Answer: The only trivial idea that comes to mind is to consider the finite measure subspace $$\bigg(Y,Y\cap\mathcal{A}, \mu|Y\cap\mathcal{A}\bigg),$$ where $Y:=\{t\ne 0\}$.
 A: Once you have proven the desired result for finite measures you may argue as follows for the $\sigma$-finite case. First, choose a partition $X=\bigcup_nA_n$ where $0<\mu(A_n)<\infty$ (the $A_n$ are pairwise disjoint).
The measure $\mu=\sum_n\mu_n$ where $\mu_n(\cdot)=\mu(\cdot\cap A_n)$. Each $\mu_n$ is a finite measure.
Now, applying the result to each $\mu_n$ you obtain a countable collection $\mathcal{S}_n$ of simple functions that is dense in $L_p(\mu_n)$. As each $\mu_n$ is concentrated on $A_n$, one may assume without loss of generality that the elements in $\mathcal{S}_n$ are carried by $A_n$, that is, each $s\in \mathcal{S}_n$ satisfies $\{|s|>0\}\subset A_n$.
Now, consider
$$\mathscr{S}_n=\{s_1+\ldots+s_n: s_j\in\mathcal{S}_j\}$$
It is easy to check that $\mathscr{S}_n$ is countable and that functions in $\mathscr{S}_n$ are carried by $\bigcup^n_{j=1}A_j$.
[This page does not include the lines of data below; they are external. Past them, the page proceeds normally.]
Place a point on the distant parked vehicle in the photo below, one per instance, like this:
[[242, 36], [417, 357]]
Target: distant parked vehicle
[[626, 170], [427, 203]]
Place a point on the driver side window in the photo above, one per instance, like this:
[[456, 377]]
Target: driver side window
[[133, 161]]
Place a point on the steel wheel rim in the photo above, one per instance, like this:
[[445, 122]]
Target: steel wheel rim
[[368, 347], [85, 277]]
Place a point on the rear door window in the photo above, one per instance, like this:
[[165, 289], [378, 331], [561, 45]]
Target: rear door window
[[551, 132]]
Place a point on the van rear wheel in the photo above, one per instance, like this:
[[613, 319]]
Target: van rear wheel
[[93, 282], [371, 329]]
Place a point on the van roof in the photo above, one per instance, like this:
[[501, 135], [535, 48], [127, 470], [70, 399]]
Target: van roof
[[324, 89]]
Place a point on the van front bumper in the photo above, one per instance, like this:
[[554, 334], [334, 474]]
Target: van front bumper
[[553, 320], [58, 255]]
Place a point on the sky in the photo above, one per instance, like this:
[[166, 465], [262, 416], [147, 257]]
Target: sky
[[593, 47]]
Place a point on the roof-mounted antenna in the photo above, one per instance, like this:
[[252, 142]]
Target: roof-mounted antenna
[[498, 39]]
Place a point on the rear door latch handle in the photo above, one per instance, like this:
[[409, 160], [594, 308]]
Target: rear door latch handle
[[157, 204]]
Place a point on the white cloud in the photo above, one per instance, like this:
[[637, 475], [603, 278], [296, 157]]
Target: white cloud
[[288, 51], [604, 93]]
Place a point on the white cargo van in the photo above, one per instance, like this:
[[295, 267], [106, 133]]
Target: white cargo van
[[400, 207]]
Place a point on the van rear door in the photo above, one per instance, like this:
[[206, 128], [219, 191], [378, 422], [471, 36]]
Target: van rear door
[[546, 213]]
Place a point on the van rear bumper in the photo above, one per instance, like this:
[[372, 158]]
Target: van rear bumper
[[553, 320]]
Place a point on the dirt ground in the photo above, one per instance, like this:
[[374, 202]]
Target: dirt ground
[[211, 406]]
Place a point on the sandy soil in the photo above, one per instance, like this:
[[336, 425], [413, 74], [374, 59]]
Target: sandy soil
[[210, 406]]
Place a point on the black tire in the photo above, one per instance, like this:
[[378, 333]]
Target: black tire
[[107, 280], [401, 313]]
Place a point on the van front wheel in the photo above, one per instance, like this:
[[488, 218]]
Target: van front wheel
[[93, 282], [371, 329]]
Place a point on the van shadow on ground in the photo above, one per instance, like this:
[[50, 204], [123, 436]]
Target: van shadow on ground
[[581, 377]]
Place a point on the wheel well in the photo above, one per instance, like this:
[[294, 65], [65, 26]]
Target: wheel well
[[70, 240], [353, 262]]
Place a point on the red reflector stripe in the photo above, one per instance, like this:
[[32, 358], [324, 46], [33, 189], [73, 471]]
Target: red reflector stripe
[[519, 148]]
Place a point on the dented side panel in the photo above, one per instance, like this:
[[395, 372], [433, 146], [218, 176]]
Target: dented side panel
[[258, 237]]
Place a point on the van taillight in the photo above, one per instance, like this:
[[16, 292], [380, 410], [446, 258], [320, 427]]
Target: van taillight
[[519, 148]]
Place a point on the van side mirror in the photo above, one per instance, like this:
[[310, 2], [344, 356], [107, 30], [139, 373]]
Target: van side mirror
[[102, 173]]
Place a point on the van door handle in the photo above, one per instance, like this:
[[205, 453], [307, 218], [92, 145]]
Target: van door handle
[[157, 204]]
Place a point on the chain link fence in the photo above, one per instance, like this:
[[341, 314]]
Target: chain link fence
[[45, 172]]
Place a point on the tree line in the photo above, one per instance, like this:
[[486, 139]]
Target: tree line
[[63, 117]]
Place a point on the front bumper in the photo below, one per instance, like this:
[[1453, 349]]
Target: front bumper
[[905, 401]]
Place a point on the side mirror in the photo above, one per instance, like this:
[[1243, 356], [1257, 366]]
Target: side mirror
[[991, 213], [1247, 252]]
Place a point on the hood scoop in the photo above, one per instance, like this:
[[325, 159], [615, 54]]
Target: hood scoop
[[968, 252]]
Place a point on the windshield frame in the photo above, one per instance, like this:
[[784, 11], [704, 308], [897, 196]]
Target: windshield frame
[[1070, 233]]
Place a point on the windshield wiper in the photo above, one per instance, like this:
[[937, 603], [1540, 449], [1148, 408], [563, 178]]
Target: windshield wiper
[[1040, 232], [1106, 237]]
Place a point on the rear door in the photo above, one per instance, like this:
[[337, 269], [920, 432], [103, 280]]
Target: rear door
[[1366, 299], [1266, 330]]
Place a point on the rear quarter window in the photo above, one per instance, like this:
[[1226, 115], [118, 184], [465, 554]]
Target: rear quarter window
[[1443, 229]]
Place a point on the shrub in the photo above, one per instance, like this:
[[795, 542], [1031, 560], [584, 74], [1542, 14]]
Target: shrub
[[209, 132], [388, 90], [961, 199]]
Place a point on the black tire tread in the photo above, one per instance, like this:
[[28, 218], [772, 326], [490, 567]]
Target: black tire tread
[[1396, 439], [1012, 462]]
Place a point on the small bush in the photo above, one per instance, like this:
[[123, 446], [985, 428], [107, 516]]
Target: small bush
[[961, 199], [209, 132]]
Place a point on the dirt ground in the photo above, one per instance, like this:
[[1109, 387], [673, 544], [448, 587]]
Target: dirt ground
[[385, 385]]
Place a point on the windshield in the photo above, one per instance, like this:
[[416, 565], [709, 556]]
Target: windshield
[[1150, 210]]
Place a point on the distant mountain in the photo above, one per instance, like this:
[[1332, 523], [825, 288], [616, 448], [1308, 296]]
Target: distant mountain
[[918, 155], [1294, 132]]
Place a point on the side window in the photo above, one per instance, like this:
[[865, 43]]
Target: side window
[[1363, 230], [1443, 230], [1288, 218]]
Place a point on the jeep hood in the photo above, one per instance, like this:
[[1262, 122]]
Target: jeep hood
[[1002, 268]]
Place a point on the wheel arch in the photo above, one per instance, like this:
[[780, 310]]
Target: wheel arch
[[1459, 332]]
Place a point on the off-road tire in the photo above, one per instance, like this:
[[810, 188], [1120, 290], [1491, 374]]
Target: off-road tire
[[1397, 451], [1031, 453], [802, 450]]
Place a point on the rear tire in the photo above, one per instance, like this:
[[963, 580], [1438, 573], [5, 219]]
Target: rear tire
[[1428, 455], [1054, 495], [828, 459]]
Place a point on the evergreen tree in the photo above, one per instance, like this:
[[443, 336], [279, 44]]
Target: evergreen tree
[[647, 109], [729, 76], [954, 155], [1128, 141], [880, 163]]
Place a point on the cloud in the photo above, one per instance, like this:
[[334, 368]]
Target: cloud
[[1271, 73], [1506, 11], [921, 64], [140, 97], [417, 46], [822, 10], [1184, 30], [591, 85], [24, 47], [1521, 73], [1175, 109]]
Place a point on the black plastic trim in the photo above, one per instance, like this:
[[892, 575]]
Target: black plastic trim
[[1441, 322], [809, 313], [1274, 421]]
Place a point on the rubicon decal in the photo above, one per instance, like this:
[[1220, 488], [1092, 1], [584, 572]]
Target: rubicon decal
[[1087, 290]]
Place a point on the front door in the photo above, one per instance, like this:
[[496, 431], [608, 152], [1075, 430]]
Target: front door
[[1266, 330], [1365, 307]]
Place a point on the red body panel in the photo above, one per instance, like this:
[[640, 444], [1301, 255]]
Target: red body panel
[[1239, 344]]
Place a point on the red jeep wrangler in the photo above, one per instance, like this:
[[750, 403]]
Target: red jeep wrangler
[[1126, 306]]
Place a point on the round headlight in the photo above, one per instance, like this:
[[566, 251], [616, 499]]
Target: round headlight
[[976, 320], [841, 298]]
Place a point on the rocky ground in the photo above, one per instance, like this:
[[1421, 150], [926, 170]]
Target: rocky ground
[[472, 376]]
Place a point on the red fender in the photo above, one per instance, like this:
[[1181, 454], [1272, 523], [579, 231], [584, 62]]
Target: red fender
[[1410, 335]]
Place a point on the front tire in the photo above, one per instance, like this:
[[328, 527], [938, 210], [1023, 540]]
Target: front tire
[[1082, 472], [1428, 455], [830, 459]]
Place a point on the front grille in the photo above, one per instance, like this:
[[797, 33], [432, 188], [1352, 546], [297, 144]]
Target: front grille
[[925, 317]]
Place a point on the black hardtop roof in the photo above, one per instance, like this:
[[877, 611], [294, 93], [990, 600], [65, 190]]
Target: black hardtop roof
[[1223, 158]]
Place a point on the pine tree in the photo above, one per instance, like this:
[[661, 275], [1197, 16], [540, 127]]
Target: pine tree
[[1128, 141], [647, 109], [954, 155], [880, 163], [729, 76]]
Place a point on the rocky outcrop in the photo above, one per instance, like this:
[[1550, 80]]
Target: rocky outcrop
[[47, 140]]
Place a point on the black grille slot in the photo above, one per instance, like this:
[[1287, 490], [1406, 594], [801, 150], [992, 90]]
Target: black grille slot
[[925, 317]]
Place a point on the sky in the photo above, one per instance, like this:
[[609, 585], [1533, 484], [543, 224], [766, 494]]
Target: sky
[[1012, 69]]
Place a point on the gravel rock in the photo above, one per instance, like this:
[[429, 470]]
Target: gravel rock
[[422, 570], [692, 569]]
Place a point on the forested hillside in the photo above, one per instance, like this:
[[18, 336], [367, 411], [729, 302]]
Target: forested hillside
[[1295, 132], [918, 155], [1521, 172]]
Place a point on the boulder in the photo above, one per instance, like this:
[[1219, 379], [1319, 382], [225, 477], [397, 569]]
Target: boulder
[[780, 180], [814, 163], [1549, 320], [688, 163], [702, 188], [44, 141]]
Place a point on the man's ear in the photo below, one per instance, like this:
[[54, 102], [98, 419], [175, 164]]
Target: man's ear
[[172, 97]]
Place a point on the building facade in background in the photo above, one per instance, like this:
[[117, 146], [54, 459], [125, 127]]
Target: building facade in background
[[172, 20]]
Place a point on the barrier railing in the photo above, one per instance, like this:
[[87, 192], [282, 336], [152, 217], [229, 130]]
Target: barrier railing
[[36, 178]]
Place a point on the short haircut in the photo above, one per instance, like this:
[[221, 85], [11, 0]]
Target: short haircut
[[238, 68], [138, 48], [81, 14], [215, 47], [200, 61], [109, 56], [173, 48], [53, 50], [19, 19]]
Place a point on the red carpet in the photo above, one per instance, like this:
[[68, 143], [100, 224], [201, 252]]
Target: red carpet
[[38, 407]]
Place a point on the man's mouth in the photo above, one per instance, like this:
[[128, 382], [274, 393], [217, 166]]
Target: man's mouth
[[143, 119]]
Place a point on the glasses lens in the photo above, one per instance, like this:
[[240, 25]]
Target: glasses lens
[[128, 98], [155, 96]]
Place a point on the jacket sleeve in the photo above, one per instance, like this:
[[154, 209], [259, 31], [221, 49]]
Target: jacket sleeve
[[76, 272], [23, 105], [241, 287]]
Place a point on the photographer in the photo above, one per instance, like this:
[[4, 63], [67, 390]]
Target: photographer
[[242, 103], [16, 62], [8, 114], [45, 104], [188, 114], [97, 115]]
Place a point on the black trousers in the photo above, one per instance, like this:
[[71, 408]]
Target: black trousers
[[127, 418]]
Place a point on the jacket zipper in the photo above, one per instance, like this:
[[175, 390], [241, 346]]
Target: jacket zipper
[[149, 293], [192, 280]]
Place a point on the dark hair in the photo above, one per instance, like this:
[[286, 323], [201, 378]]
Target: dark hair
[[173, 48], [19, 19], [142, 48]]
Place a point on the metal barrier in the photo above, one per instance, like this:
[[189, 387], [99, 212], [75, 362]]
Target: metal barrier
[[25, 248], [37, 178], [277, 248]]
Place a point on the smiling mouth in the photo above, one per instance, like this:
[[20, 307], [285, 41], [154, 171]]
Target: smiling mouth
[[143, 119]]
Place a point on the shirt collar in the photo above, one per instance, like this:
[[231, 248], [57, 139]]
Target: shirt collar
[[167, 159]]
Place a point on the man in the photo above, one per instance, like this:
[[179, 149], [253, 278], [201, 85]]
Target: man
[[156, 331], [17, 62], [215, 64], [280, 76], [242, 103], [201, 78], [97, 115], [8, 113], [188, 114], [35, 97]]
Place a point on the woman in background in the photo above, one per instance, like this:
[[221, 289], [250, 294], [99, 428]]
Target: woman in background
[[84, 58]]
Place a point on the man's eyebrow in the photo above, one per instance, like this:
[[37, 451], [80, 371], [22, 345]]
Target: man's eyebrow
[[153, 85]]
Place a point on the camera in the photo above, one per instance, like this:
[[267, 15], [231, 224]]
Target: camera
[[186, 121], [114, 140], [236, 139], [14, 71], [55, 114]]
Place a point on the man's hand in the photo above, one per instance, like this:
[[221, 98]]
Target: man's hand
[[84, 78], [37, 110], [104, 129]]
Let $f\in L_p(\mu)$ and $\varepsilon>0$. Choose $N$ large enough so that
$$\int_{\bigcup_{n>N}A_n}|f|^p\,d\mu=\sum_{n>N}\int_{A_n}|f|^p\,d\mu<\varepsilon^p/2$$
For each $1\leq n\leq N$ choose $s_j\in\mathcal{S}_j$ such that
$$\int_{A_j}|f-s_j|^p\,d\mu<\varepsilon^p2^{-j-1}$$
Let $s=s_1+\ldots +s_N$. Notice that $s\in\mathscr{S}_N$ and
$$\int_{\bigcup^N_{j=1}A_j}|f-s|^p\,d\mu=\sum^N_{j=1}\int_{A_j}|f-s_j|^p\,d\mu<\varepsilon^p/2$$
In other words
$$\|f-s\|^p_{L_p(\mu)}=\Big\|\mathbb{1}_{\bigcup^N_{j=1}A_j}(f-s)\Big\|^p_{L_p(\mu)} +\Big\|\mathbb{1}_{\bigcup_{n>N}A_n}f\big\|^p_{L_p(\mu)}<\varepsilon^p
$$
The collection $\mathscr{S}=\bigcup_n\mathscr{S}_n$ is dense countable (for each $\mathscr{S}_n$ is countable).

All this shows that it is enough to prove to desired result for finite measures.